Joseph Takahashi

Last updated
Joseph S. Takahashi
BornDecember 16, 1951 (1951-12-16) (age 72)
Tokyo, Japan
NationalityAmerican
Alma mater Swarthmore College
University of Oregon
Known forDiscovering CLOCK gene
Awards W. Alden Spencer Award (2001)
Scientific career
Fields Genetics
Neurobiology
Institutions UT Southwestern
Howard Hughes Medical Institute

Joseph S. Takahashi is a Japanese American neurobiologist and geneticist. Takahashi is a professor at University of Texas Southwestern Medical Center as well as an investigator at the Howard Hughes Medical Institute. [1] [2] Takahashi's research group discovered the genetic basis for the mammalian circadian clock in 1994 and identified the Clock gene in 1997. [3] [4] [5] Takahashi was elected to the National Academy of Sciences in 2003. [6]

Contents

Background

Takahashi graduated from Richard Montgomery High School in Rockville, Maryland in 1970. [2] Takahashi attended Swarthmore College and graduated with a degree in biology in 1974. [6] He worked with Patricia DeCoursey at the University of South Carolina for a year after graduation and then applied to work with Michael Menaker at the University of Texas, Austin. Menaker ultimately moved to the University of Oregon where Takahashi received his neuroscience Ph.D. in 1981. [6] Takahashi was a postdoctoral fellow at the National Institute of Mental Health for two years under Martin Zatz before assuming a faculty position in Northwestern University's Department of Neurobiology and Physiology in 1983, where he held a 26-year tenure. [6] Takahashi joined the faculty at the University of Texas Southwestern Medical Center at Dallas in 2008 as their Loyd B. Sands Distinguished Chair in Neuroscience. [1] Takahashi also serves as a member of the Scientific Advisory Board of Hypnion Inc., a company focused on the development of novel therapeutics for central nervous system disorders affecting sleep and wake-alertness, as well as circadian rhythm abnormalities. [7] He also serves as a member of the editorial boards of Neuron , Physiological Genomics and Journal of Biological Rhythms . [8]

Research contributions

Studies of the SCN--the circadian pacemaker

In the early 1980s, Takahashi and Menaker studied the bird pineal gland culture system in vitro to understand circadian oscillations, and they demonstrated that the suprachiasmatic nucleus (SCN) of the hypothalamus, [9] which had been identified as the control center for circadian rhythms in mammals, played the same role in birds. [10] The authors also collaborated with DeCoursey and used hamsters to demonstrate that the photoreceptor system responsible for entrainment of circadian rhythms is different from that of the visual system. [11]

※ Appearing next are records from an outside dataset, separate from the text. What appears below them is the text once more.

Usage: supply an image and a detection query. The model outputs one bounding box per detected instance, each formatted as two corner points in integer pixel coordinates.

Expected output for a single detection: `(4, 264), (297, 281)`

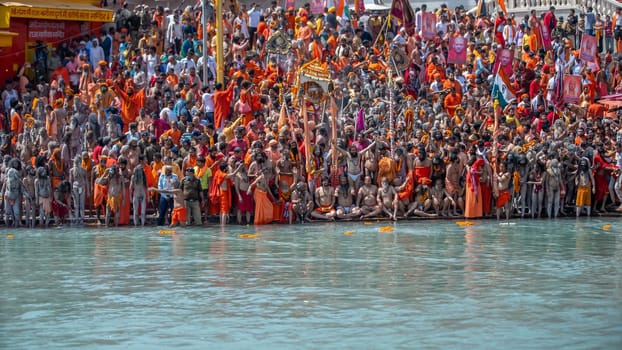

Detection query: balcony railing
(502, 0), (622, 16)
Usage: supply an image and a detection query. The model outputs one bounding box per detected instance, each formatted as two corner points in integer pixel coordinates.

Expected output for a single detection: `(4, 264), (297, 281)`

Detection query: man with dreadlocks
(575, 157), (596, 217)
(69, 155), (88, 224)
(3, 158), (24, 227)
(130, 164), (148, 226)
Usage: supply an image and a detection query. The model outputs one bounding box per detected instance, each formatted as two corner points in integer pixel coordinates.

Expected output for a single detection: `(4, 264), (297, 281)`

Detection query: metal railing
(504, 0), (622, 16)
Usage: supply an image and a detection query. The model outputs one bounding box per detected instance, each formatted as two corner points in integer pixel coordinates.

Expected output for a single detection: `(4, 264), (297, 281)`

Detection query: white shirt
(197, 55), (216, 79)
(166, 61), (184, 75)
(233, 17), (249, 39)
(247, 7), (263, 28)
(160, 107), (177, 124)
(201, 92), (214, 113)
(91, 45), (106, 67)
(166, 21), (184, 43)
(143, 54), (158, 79)
(179, 57), (197, 73)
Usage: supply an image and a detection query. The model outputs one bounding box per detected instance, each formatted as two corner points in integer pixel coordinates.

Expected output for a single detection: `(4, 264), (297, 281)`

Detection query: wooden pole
(217, 0), (225, 84)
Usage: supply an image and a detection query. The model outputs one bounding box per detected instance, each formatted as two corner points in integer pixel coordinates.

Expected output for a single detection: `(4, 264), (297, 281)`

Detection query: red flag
(497, 0), (508, 16)
(391, 0), (415, 29)
(355, 107), (365, 133)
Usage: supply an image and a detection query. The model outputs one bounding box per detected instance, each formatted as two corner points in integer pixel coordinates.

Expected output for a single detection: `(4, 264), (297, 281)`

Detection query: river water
(0, 219), (622, 349)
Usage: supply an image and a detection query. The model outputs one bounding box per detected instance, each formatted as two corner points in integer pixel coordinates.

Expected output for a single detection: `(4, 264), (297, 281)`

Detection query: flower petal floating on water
(238, 233), (259, 239)
(456, 221), (473, 226)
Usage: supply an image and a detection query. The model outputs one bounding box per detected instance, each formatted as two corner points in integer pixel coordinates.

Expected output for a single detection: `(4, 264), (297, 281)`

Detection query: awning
(0, 30), (19, 47)
(2, 0), (114, 22)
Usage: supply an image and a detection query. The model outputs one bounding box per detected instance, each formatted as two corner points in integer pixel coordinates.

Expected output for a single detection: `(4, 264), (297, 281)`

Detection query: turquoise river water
(0, 219), (622, 349)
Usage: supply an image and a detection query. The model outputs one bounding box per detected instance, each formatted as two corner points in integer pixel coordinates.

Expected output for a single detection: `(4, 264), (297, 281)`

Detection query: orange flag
(498, 0), (508, 16)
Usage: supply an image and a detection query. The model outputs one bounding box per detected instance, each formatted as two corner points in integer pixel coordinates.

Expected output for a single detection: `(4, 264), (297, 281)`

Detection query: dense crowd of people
(0, 2), (622, 227)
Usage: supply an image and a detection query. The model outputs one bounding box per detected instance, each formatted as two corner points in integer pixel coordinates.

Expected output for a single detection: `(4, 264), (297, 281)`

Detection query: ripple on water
(0, 219), (622, 349)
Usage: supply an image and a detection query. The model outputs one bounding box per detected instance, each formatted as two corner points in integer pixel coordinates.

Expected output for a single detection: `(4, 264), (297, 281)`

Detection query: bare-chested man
(311, 176), (336, 220)
(429, 178), (450, 216)
(495, 162), (512, 220)
(335, 175), (361, 219)
(106, 165), (125, 226)
(130, 164), (147, 226)
(445, 152), (465, 216)
(233, 161), (255, 225)
(544, 159), (563, 219)
(333, 141), (376, 193)
(290, 181), (313, 224)
(404, 177), (437, 217)
(23, 165), (37, 228)
(356, 175), (382, 219)
(35, 167), (52, 227)
(69, 154), (89, 224)
(377, 177), (398, 221)
(2, 158), (24, 227)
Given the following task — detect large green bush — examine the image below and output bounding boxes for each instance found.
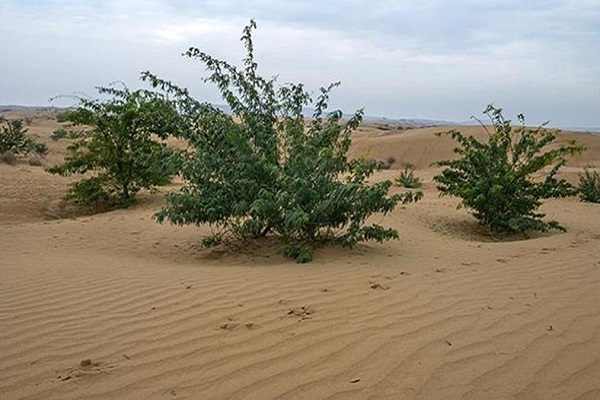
[143,21,418,262]
[0,117,48,156]
[48,87,181,208]
[434,105,583,234]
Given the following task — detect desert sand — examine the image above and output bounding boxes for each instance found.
[0,112,600,400]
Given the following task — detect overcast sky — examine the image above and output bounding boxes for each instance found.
[0,0,600,127]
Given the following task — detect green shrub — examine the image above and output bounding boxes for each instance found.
[396,162,423,189]
[434,105,583,234]
[143,21,416,262]
[48,87,181,208]
[579,167,600,203]
[0,118,48,156]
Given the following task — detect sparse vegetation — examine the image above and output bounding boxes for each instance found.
[579,166,600,203]
[48,86,181,208]
[0,118,48,162]
[50,128,72,142]
[143,21,416,262]
[396,162,423,189]
[434,105,583,235]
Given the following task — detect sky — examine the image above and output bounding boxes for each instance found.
[0,0,600,128]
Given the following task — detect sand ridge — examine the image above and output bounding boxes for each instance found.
[0,110,600,400]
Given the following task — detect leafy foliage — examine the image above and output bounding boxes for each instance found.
[48,87,181,208]
[579,167,600,203]
[143,21,416,262]
[396,162,423,189]
[0,117,48,155]
[434,105,583,234]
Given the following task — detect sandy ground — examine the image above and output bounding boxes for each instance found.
[0,113,600,400]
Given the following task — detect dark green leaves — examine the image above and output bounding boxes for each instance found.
[434,105,583,234]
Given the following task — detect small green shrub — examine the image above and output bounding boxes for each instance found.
[47,87,181,208]
[0,118,48,156]
[396,162,423,189]
[143,21,418,262]
[50,128,70,142]
[434,105,584,234]
[579,167,600,203]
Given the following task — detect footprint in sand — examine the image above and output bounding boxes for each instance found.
[369,281,390,290]
[287,306,315,321]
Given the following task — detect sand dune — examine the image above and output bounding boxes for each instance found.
[0,111,600,400]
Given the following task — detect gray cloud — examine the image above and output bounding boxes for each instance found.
[0,0,600,126]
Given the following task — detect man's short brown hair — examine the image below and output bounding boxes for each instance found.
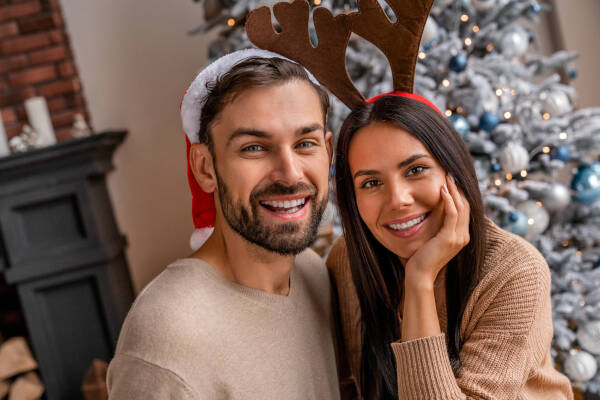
[198,57,329,156]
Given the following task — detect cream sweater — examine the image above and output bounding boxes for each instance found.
[327,220,573,400]
[107,250,339,400]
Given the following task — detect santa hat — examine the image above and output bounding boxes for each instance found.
[181,48,319,251]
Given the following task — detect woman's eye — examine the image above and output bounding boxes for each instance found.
[242,144,264,153]
[360,179,381,189]
[406,165,427,176]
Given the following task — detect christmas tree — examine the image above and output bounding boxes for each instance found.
[191,0,600,394]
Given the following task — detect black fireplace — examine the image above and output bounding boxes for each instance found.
[0,131,134,400]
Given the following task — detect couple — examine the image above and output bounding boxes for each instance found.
[107,2,572,400]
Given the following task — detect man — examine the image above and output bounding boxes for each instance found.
[107,50,339,400]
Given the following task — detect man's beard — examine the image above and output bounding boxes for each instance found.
[217,174,327,255]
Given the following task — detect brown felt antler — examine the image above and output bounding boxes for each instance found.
[246,0,364,108]
[346,0,434,93]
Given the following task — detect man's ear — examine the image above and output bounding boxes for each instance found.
[325,131,333,164]
[189,143,217,193]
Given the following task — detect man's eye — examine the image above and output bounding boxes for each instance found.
[406,165,427,175]
[242,144,264,153]
[360,179,381,189]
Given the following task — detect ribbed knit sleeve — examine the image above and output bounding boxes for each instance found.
[392,233,552,400]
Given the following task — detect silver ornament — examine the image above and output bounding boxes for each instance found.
[499,142,529,173]
[542,183,571,212]
[577,321,600,354]
[564,351,598,382]
[517,200,550,236]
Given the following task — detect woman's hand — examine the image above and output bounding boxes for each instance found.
[404,175,470,289]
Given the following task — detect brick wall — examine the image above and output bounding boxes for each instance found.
[0,0,90,141]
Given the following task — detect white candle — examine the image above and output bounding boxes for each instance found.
[25,96,56,146]
[0,113,10,157]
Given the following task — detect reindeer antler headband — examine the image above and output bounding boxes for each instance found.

In 2010 Takahashi, Buhr, and Yoo examined the potential of temperature fluctuations to entrain biological oscillators. The finding that the master circadian pacemaker, a robust oscillator which is typically only entrained by environmental light/dark cycles, was also capable of entraining to temperature fluctuations when isolated in vitro indicates that temperature resetting is a fundamental property of all mammalian clocks and likely works through a highly conserved mechanism in all mammalian cells. This also suggests that body temperature rhythms, as controlled by the SCN in homeothermic mammals, is a potential mechanism through which the master clock may synchronize circadian oscillators within tissues throughout the body. [12]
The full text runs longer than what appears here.